Dans les dernières années de sa vie, la détresse gagne beaucoup de terrain et imprégne fortement ses toiles. Il y a la détresse de l’humanité et la détresse intime.
La figure de l’ange accompagne Paul Klee dans ses dernières heures de créativité. Le peintre rejoindra ses anges le 29 juin 1940 après avoir beaucoup lutté contre la maladie. Paul Klee est un magnifique faiseur de fables poétiques dont l’humour cache une tendre mélancolie. Le romantisme de son oeuvre réside dans son caractère organique et symbolique. Paul Klee a tissé un lien entre le monde fini et son fondement infini ; le signe y détient un puissant pouvoir d’évocation et se fait l’instrument d’une vision métaphysique du monde et de l’art. J’emprunte les mots d’Henri Michaud pour conclure ce moment passé avec Klee : « Pour entrer dans ses tableaux… il suffit d’être l’élu, d’avoir gardé la conscience de vivre dans un monde d’énigmes, auquel c’est en énigmes aussi qu’il convient le mieux de répondre. »

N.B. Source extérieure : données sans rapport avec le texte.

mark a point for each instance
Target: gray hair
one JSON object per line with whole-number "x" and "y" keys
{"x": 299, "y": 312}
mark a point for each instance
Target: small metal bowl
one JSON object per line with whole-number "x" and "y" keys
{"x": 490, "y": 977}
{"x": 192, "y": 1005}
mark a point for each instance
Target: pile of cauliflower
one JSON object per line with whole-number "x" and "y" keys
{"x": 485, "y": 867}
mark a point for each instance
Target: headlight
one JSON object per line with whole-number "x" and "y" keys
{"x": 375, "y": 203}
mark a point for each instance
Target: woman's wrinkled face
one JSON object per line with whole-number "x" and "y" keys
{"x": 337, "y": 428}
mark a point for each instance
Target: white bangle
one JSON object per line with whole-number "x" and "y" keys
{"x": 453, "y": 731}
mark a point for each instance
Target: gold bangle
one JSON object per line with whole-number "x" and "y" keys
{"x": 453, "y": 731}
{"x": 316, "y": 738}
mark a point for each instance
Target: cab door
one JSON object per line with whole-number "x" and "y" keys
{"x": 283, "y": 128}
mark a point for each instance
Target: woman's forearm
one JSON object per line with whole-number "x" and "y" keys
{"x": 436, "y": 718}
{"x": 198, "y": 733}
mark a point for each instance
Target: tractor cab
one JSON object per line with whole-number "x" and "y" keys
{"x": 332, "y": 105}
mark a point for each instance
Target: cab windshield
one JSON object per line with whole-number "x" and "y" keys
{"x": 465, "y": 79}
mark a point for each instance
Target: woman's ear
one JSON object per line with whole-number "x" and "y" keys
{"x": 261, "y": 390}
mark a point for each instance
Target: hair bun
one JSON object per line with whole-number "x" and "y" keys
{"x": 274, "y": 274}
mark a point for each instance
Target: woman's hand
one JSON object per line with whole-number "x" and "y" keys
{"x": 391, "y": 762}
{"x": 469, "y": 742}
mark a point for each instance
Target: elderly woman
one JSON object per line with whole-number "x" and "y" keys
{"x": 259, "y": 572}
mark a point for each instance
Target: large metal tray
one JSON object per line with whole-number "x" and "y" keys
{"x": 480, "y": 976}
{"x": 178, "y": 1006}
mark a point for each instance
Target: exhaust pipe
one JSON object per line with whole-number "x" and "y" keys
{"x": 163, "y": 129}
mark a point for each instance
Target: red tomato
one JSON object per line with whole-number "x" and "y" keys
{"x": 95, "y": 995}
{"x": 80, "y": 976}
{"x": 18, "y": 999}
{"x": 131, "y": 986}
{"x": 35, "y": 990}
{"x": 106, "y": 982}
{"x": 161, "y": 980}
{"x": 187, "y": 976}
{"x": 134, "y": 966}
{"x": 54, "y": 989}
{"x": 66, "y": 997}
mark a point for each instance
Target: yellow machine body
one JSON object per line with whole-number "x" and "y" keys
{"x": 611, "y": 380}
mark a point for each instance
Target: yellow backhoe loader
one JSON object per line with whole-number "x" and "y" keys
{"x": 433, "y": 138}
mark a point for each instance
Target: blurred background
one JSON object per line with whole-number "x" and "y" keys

« L’art ne reproduit pas le visible ; il rend visible. Et le domaine graphique, de par sa nature même, pousse à bon droit aisément à l’abstraction. Le merveilleux et le schématisme propres à l’imaginaire s’y trouvent donnés d’avance, et dans le même temps, s’y expriment avec une grande précision. Plus pur est le travail graphique, c’est à dire plus d’importance est donnée aux assises formelles d’une représentation graphique, et plus s’amoindrit l’appareil propre à la représentation réaliste des apparences. »
Extrait du « Crédo du Créateur » publié par Klee en 1920 à Berlin
4 réflexions sur “L’ironie acide de PAUL KLEE”
Fredrich
Merci pour cette belle présentation d’un artiste que je connaissais mal mais grâce à vous beaucoup mieux et qui donne envie d’en savoir plus encore !
Merci pour cette belle présentation d’un artiste que je connaissais mal mais grâce à vous beaucoup mieux et qui donne envie d’en savoir plus encore !
Très bel article ! Je crois que je vais braver la queue pour aller voir cette expo !!!
Dommage que je ne sois pas à Paris, merci pour ce joli voyage!
Fabuleux j’ai découvert un artiste et tellement complet passionnant.